Most Republicans think the full Mueller report should be released to the public, a new poll found. It’s a sharp departure from the position GOP lawmakers have established as they call for some parts of the report to be redacted.
Fifty-six percent of the 405 Republicans surveyed for a new Economist/YouGov poll released Wednesday agreed that Attorney General William Barr should release the “full contents” of the Robert S. Mueller III report on 2016 Russian election interference and alleged collusion with Trump campaign officials.
Just 22 percent of Republicans in the survey said Barr should not release the full report. Another 22 percent said they weren’t sure.
Most Democrats — 84 percent — that pollsters surveyed said Barr should release Mueller’s full report. Three out of every five independents agreed.
Economist/YouGov pollsters surveyed 1,500 respondents between March 24 and March 26 via web-based interviews. The poll has an error margin of +/- 2.8 percent for the full sample. The margin of error is greater for subsets of Democrats, Republicans, and independents.
President Donald Trump, whom Barr and Deputy Attorney General Rod Rosenstein decided not to charge for obstructing the special counsel’s investigation, said he “wouldn’t mind” if the full report were released. But Senate Majority Leader Mitch McConnell warned releasing the Mueller report, without scrubbing it of some information, could “throw innocent people who’ve not been charged under the bus.”
The attorney general should be left to decide what components of the report he wants to release, and what components he wants to keep under wraps, the Kentucky Republican said.
In most cases, the Justice Department adheres to a policy of redacting sections of court files, reports and other public documents that contain information about people who have not been charged with a crime as part of the relevant investigation. Trump and his adult children — two of whom serve in his administration and the other two on his campaign staff — are among the dozens of people who were not indicted but may be mentioned in the report.
Federal Rule 6(e) for the criminal procedure, which deals with recording and disclosing grand jury proceedings, could prohibit Barr from unsealing some documents and transcripts obtained by the grand jury presiding over Mueller’s work and releasing them to Congress. Barr would need a court’s permission to release those grand jury documents.

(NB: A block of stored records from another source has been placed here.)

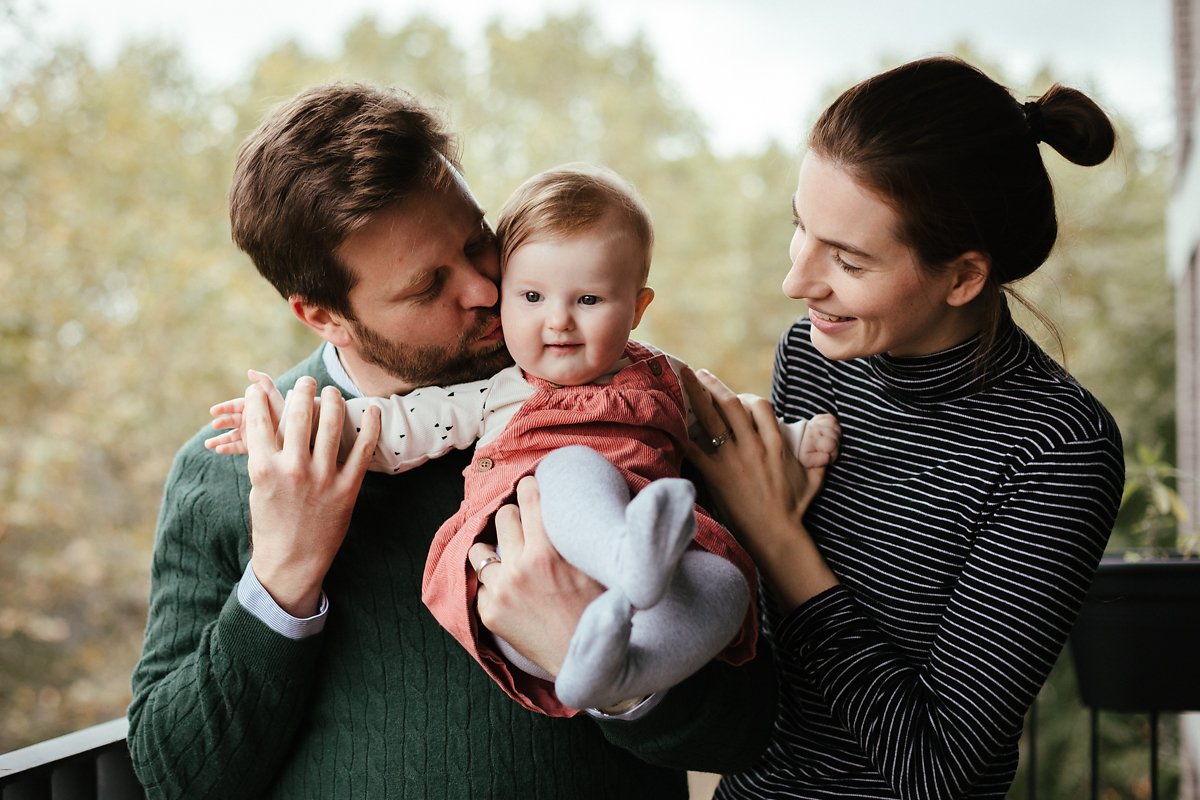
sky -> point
(751, 68)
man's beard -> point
(431, 365)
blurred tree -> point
(126, 311)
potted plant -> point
(1137, 642)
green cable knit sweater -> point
(383, 703)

The DOJ has made exceptions to both policies at least twice before for reports on similar investigations to Mueller’s.
The first, in the 1970s, occurred when the department released grand jury information from the Watergate investigation into Richard Nixon. The second happened in 1998 when the entire report from independent counsel Kenneth Starr’s was released. His probe was into Bill Clinton’s involvement in the failed Whitewater land deal four years earlier.

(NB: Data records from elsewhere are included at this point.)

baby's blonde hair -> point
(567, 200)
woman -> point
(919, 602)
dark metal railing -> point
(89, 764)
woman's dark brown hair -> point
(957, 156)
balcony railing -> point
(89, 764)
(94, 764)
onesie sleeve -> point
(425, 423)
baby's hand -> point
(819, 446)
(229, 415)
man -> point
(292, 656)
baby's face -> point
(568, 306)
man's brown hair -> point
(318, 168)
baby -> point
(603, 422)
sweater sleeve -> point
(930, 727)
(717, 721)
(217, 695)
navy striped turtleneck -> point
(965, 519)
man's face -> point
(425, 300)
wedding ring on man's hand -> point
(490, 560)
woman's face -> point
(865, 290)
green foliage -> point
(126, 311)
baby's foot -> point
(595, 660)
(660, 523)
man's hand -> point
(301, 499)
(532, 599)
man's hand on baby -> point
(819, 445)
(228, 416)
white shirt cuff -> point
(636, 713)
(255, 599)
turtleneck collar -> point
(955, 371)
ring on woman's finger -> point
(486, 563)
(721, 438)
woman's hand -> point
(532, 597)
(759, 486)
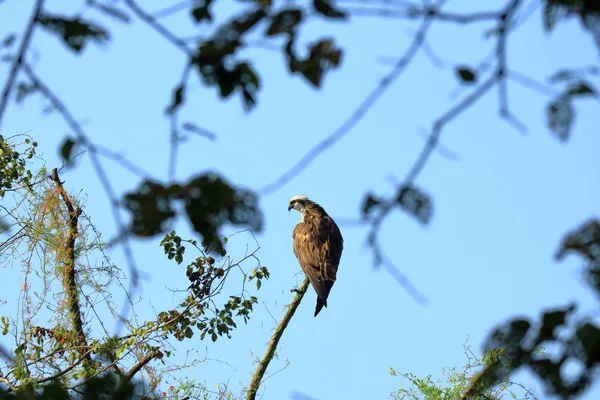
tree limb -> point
(264, 363)
(69, 281)
(14, 69)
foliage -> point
(576, 338)
(69, 294)
(210, 202)
(455, 381)
(13, 159)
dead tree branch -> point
(264, 363)
(356, 116)
(69, 274)
(95, 159)
(19, 59)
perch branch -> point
(69, 280)
(264, 363)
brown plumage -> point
(318, 246)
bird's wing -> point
(318, 248)
(332, 245)
(307, 249)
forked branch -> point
(69, 281)
(264, 363)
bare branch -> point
(356, 116)
(172, 9)
(137, 367)
(497, 77)
(264, 363)
(16, 65)
(150, 20)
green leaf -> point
(466, 75)
(560, 115)
(551, 320)
(66, 149)
(178, 98)
(369, 203)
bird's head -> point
(298, 203)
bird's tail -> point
(322, 290)
(320, 305)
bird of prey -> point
(318, 246)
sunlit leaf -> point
(560, 115)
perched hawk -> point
(318, 246)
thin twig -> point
(356, 116)
(150, 20)
(264, 363)
(140, 364)
(16, 65)
(497, 76)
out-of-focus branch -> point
(150, 20)
(496, 78)
(264, 363)
(69, 280)
(145, 360)
(174, 125)
(18, 61)
(415, 12)
(357, 115)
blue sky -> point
(501, 204)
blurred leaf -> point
(369, 202)
(178, 99)
(285, 21)
(564, 75)
(75, 32)
(23, 90)
(416, 203)
(111, 11)
(210, 203)
(326, 8)
(67, 148)
(588, 337)
(560, 115)
(323, 56)
(201, 10)
(581, 88)
(551, 320)
(150, 207)
(554, 11)
(466, 75)
(191, 127)
(585, 241)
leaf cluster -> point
(577, 338)
(209, 200)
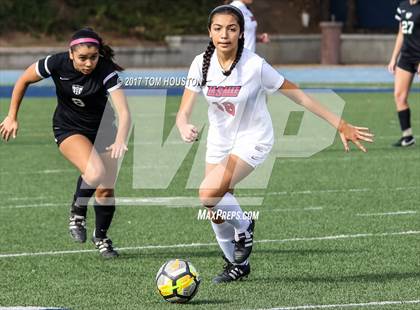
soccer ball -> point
(177, 281)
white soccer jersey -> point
(250, 25)
(237, 109)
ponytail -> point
(206, 61)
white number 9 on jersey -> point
(78, 102)
(407, 26)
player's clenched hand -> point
(391, 66)
(188, 133)
(354, 134)
(9, 128)
(117, 149)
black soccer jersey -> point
(409, 17)
(81, 98)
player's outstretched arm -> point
(189, 132)
(119, 147)
(9, 126)
(347, 132)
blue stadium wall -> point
(371, 14)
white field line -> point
(196, 245)
(186, 202)
(296, 209)
(388, 213)
(352, 305)
(347, 190)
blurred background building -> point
(160, 33)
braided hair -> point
(104, 50)
(223, 9)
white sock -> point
(408, 132)
(225, 234)
(234, 214)
(225, 237)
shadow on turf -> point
(208, 302)
(374, 277)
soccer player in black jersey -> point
(405, 64)
(83, 126)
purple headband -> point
(84, 40)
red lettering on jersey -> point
(223, 91)
(229, 108)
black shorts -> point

Democrats on the House Judiciary Committee have highlighted those two instances as precedent for Barr releasing Mueller’s report.

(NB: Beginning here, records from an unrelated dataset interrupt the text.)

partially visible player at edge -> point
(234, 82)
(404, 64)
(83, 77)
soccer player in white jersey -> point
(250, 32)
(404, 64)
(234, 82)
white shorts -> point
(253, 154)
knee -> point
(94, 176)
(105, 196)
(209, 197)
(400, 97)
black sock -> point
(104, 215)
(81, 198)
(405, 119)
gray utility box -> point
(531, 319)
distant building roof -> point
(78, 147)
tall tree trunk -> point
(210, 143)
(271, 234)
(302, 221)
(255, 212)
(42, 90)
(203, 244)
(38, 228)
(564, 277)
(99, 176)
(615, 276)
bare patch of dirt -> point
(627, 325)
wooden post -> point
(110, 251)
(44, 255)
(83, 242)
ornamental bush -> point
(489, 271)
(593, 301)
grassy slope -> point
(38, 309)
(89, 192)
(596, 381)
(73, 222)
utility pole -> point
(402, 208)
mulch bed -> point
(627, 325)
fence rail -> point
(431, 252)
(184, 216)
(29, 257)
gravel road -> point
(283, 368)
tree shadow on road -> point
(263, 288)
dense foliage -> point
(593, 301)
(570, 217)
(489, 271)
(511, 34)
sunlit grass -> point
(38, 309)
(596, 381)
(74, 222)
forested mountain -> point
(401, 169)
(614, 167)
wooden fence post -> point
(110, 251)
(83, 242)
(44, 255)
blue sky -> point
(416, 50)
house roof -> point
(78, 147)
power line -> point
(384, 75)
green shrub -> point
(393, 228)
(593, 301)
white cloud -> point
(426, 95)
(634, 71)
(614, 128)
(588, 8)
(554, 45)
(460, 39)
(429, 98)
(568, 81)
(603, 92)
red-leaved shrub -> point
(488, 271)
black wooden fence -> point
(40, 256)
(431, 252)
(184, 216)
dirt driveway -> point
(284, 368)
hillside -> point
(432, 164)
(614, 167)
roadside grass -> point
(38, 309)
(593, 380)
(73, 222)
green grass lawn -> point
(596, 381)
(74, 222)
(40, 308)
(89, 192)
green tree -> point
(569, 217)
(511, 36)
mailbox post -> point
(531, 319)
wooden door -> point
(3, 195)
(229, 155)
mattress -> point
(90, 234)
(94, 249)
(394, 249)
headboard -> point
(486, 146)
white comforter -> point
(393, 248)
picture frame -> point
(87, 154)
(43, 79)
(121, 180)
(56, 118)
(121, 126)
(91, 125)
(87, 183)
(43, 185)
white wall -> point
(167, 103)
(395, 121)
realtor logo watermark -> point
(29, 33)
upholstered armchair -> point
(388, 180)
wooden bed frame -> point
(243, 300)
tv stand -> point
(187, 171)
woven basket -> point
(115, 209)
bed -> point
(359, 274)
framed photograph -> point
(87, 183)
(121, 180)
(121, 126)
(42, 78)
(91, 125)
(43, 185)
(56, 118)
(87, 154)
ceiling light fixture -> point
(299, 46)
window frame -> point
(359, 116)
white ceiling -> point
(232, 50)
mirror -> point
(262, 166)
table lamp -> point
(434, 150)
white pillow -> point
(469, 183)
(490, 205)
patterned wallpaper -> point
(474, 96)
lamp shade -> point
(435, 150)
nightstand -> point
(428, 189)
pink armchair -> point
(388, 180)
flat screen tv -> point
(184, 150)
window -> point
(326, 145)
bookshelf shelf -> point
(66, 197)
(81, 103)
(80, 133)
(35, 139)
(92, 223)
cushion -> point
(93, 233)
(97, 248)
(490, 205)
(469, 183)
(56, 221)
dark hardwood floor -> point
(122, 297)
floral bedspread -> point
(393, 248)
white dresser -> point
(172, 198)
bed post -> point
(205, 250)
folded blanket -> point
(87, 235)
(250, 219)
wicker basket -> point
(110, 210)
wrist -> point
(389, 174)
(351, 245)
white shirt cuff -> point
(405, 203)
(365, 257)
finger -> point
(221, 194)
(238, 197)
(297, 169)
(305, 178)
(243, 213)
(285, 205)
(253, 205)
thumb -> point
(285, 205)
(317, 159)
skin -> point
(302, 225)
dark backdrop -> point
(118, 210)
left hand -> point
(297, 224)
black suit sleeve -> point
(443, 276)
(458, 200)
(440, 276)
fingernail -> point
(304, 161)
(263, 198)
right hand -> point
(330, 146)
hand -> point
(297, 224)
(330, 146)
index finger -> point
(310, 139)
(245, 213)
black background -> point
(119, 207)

House Judiciary Chairman Jerrold Nadler and five other House committee chairs have set an April 2 deadline for Barr to produce the Mueller report “in complete and unredacted form,” making exceptions only for the attorney general to black out names and lines that would protect DOJ sources and methods.
Mueller submitted his final report on Russian interference in the 2016 election and alleged collusion between the Trump campaign and Russia last week, but he has referred some offshoot investigative threads to other federal offices, including to prosecutors in the Southern District of New York.
While only four of every 10 Republicans disapproved of the job Mueller did over the course of the Russia investigation, nearly 70 percent felt that the investigation was a witch-hunt, according to the poll.
Just seven percent of Democrats said the investigation was a witch-hunt, whereas 82 percent said the probe was legitimate.
Mueller wrote in his report that he could not “establish” that anyone on Trump’s 2016 campaign team colluded with Russians to affect the outcome of the election, according to a four-page letter the attorney general sent Congress over the weekend.
But the special counsel also noted, per the letter, that his decision not to file obstruction-of-justice charges against the president did not “exonerate” him.